Multi-node training on Polaris (ALCF)¶
Polaris has 4 NVIDIA A100 GPUs per node and uses PBS Pro for job scheduling. This notebook is illustrative — the cells are not executed in CI because they need an ALCF allocation. Run them on a Polaris login node.
Reference: Polaris user guide.
!!! note "Substitute the UPPERCASE placeholders for your environment"

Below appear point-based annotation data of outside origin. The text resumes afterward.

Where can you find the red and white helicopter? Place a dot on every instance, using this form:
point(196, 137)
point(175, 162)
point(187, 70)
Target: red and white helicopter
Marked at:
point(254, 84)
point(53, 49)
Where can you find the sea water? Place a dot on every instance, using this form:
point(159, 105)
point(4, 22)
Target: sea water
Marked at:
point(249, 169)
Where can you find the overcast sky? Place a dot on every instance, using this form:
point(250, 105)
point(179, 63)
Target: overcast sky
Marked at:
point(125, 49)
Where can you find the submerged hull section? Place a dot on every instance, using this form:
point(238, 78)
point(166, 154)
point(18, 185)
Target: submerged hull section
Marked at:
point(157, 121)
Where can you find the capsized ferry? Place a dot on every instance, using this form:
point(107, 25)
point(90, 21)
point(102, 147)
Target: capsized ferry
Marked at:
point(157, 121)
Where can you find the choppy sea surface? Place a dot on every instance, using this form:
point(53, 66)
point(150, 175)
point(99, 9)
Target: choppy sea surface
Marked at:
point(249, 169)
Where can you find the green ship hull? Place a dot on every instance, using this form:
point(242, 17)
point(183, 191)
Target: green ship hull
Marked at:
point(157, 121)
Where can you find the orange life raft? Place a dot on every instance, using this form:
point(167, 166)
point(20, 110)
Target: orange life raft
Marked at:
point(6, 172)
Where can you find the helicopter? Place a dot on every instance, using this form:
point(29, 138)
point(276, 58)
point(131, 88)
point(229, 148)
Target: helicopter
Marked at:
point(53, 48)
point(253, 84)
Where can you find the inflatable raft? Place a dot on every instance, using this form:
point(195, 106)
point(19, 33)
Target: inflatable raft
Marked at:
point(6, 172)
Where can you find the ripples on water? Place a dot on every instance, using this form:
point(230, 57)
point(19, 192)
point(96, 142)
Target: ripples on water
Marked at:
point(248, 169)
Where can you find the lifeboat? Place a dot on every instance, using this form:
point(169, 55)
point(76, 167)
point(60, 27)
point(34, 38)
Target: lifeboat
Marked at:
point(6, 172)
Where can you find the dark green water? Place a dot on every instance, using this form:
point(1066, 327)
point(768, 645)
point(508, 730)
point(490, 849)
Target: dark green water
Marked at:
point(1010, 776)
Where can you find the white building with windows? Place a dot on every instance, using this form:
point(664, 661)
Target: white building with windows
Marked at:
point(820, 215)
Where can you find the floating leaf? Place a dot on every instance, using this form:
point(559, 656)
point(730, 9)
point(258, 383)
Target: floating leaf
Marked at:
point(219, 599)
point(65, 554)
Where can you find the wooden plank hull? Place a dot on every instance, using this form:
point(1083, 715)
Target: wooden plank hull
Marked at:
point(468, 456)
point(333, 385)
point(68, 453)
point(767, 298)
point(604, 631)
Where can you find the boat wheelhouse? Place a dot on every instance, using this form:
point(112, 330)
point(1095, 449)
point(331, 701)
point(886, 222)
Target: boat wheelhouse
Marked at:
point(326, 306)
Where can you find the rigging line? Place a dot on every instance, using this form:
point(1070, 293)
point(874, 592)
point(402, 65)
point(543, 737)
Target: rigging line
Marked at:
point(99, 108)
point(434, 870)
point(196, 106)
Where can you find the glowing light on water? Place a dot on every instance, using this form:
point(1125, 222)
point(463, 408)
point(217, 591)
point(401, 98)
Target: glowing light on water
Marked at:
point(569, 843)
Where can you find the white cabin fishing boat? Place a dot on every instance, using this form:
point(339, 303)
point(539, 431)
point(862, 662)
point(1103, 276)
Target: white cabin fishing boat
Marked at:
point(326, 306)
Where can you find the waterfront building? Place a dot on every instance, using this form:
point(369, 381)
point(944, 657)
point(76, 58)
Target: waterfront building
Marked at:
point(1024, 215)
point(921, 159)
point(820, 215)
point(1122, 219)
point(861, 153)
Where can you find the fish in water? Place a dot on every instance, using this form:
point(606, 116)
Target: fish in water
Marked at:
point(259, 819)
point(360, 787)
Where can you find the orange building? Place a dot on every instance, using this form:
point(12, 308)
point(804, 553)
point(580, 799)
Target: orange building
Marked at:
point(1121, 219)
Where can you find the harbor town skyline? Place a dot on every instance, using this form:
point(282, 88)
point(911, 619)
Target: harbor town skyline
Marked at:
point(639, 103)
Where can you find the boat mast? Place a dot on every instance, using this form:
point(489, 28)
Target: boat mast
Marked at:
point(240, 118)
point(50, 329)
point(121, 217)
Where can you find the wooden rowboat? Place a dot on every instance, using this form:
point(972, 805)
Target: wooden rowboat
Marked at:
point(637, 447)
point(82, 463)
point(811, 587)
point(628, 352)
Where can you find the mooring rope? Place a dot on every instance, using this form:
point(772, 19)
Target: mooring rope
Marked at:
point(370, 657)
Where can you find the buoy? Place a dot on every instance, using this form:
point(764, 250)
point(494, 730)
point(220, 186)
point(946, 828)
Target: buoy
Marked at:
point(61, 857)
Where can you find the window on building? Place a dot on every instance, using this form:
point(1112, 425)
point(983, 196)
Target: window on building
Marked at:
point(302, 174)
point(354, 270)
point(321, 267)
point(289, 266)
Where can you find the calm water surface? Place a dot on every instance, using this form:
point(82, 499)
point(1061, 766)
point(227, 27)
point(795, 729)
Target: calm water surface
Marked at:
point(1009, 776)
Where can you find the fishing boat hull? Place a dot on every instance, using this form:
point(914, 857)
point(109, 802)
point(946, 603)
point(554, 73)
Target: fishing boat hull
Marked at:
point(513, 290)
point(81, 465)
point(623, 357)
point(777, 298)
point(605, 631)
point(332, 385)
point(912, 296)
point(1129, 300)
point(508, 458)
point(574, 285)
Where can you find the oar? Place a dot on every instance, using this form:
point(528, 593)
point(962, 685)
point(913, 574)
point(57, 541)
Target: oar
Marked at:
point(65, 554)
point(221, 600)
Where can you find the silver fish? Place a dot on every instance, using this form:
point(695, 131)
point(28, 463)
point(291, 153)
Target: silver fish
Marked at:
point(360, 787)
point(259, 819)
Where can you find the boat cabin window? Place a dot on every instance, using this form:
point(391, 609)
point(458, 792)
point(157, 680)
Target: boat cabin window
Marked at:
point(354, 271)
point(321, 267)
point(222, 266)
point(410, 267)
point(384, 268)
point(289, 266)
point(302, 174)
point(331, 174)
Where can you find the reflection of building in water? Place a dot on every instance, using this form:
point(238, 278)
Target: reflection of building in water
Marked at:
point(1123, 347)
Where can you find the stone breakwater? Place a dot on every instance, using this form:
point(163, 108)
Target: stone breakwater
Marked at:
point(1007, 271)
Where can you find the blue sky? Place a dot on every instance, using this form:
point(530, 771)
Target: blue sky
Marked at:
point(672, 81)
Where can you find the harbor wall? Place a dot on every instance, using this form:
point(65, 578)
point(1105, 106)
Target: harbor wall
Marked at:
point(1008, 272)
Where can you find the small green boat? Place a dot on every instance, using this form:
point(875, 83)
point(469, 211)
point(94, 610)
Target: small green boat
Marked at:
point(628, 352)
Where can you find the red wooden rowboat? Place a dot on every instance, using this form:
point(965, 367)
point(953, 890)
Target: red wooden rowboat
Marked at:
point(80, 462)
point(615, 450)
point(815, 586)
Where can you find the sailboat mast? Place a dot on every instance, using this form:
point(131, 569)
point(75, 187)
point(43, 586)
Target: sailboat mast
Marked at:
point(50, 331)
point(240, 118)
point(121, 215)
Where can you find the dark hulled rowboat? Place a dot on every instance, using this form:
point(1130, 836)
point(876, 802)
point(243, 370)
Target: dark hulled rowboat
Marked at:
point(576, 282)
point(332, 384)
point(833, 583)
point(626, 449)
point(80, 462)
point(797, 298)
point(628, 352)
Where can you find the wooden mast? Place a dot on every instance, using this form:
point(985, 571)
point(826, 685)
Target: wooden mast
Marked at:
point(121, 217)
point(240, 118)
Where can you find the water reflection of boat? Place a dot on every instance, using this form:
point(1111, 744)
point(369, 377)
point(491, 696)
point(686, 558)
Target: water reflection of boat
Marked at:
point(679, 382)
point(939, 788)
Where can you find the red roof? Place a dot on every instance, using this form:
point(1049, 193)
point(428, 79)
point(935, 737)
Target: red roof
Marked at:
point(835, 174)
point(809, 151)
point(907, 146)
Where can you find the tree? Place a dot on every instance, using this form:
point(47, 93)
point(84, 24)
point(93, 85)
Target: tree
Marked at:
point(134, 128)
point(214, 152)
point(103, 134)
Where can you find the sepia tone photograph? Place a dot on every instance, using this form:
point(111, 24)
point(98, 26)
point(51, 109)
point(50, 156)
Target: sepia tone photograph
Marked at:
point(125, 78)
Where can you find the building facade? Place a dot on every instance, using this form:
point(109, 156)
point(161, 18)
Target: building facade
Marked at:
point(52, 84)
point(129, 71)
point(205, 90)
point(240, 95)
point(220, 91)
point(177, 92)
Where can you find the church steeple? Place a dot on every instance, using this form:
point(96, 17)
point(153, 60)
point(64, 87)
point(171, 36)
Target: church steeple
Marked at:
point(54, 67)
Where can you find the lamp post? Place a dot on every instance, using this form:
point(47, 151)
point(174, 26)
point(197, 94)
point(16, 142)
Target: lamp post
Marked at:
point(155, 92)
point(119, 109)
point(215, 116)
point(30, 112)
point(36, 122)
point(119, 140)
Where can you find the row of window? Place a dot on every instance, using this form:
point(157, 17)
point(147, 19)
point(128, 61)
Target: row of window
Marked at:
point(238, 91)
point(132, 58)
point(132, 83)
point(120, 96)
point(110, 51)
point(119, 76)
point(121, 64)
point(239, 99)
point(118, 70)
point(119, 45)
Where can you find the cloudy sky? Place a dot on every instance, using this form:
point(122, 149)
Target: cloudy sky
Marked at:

The cells below contain <UPPERCASE> placeholders that you must replace before running:
- `<CONDA_ENV_PATH>` — path where you'll create / find your conda env
- `<LUMINA_REPO_PATH>` — your local clone of `lumina-sdk`
- `<DATASET_ROOT>` — root of your OPFData stage
- `<HPC_ACCOUNT>` — your ALCF allocation
- `<WANDB_PROJECT>` — your Weights & Biases project name
1. Environment setup¶
Build the conda env once, then conda activate it from your job script. Putting the env on /eagle keeps it reachable from compute nodes.
%%bash
module load conda
conda create -p <CONDA_ENV_PATH> python=3.11 -y
conda activate <CONDA_ENV_PATH>
# torch + PyG matching Polaris CUDA
pip install torch torch-geometric
cd <LUMINA_REPO_PATH>
pip install -e ".[acopf,hps]"
2. Stage the dataset¶
Reading raw OPFData from Lustre on every step kills throughput. Pre-stage a copy to node-local SSD and point data.staging.root at $TMPDIR.
%%bash
# Inside a PBS job
mkdir -p $TMPDIR/OPFData
cp -r <DATASET_ROOT>/OPFData/processed/dataset_release_1/pglib_opf_case14_ieee \
$TMPDIR/OPFData/
3. Configure for Polaris¶
Use configs/config.polaris.ddp.yaml as the starting point. Override what changes between jobs (cases, group_ids, batch size) on the CLI.
%%bash
head -40 configs/config.polaris.ddp.yaml
4. PBS job script¶
Save as job-polaris.sh.
%%writefile job-polaris.sh
#!/bin/bash
#PBS -l select=4:system=polaris
#PBS -l walltime=02:00:00
#PBS -l filesystems=home:eagle
#PBS -q prod
#PBS -A <HPC_ACCOUNT>
#PBS -N lumina
module load conda
conda activate <CONDA_ENV_PATH>
cd <LUMINA_REPO_PATH>
NNODES=$(cat $PBS_NODEFILE | sort | uniq | wc -l)
NGPUS_PER_NODE=4
NTOTGPUS=$((NNODES * NGPUS_PER_NODE))
export MASTER_ADDR=$(hostname).hsn.cm.polaris.alcf.anl.gov
export MASTER_PORT=29500
mpiexec -n ${NTOTGPUS} -ppn ${NGPUS_PER_NODE} \
python example/opf/train_opf_ddp.py \
--config configs/config.polaris.ddp.yaml \
--cases case14 case118 case2000 \
--group_ids 0 1 2 3 4 \
--model_type HeteroGNN \
--loss_type mse \
--wandb \
--wandb_project <WANDB_PROJECT>
5. Submit¶
%%bash
qsub job-polaris.sh
qstat -u $USER
6. Operational tips¶
- Rendezvous failures usually mean the master node is unreachable or the port is taken. Pick a different
MASTER_PORTand re-submit. - Throughput drop after first epoch. Almost always I/O — confirm
data.staging.rootis set and the dataset really landed on$TMPDIR. - Imbalanced load across cases. With multi-case training, set
training.case_sampling='proportional'so larger cases get more steps. - Checkpointing. Write to
/eagle(not/home); rank-0-only writes are fine for HeteroGNN sizes typical here. - W&B offline. Polaris compute nodes have no internet; set
WANDB_MODE=offlineand usewandb syncfrom a login node afterwards. See W&B Sweeps on Perlmutter for a worked example.